Linked-in? Aging Parents? Care-giving?=Quandary

Can Careers and Caregiving Exist Together? 

I receive invitations to join Linkedin from former professional colleagues and current “fellow” (seems like a sexist adjective, but?) board members. Although I’m no longer working, I’m well aware of the difficulties juggling career and caregiving entail.

Many of us are–at least in part–defined by our paid work outside the home. Working mothers have two jobs, thus two distinct roles. To enable both roles, mothers with professional careers often afford help at home; others avail themselves of daycare facilities until children are old enough to attend school. None can do both jobs without help.

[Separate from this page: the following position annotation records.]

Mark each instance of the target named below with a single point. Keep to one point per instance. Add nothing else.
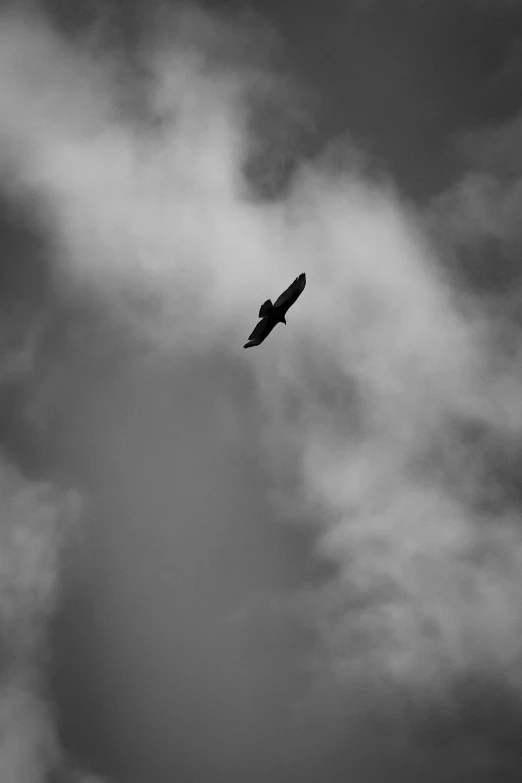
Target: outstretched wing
(261, 331)
(292, 293)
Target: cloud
(385, 404)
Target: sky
(303, 562)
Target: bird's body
(273, 314)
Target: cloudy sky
(299, 563)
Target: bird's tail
(265, 307)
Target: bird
(272, 314)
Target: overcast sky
(303, 562)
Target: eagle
(272, 314)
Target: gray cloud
(383, 406)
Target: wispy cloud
(382, 398)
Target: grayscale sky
(300, 563)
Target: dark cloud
(308, 565)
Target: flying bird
(272, 314)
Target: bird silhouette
(272, 314)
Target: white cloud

Multi-tasking, flexibility, dropping everything to respond to children’s emergencies, and being mommy were all part of a day’s work when we were younger. We saw ourselves as a respected member of a law firm, an able salesperson–or whatever-during the day and then transformed ourselves and our identity into Mommy and/or Wife after work.

Is that why an invitation to join Linkedin–for those of us with major responsibilities for aging parents–can elicit a yearning? Or if we’re already Linkedin, do we dare sneak a peek at the site without a pang of regret?

Does a major commitment to aging parents or their care take us physically or emotionally out of the “game?” And if so, can we–how can we–or do we even need to–maintain or recapture that part of our identity?

Tomorrow we continue.  In an additional post, we try to answer these questions.
The conclusion: on Saturday.

One thought on “Linked-in? Aging Parents? Care-giving?=Quandary

  1. A former student suggested I join her in Linked In, but I’ve never done so.
    Do you think membership has value for a person who has already retired?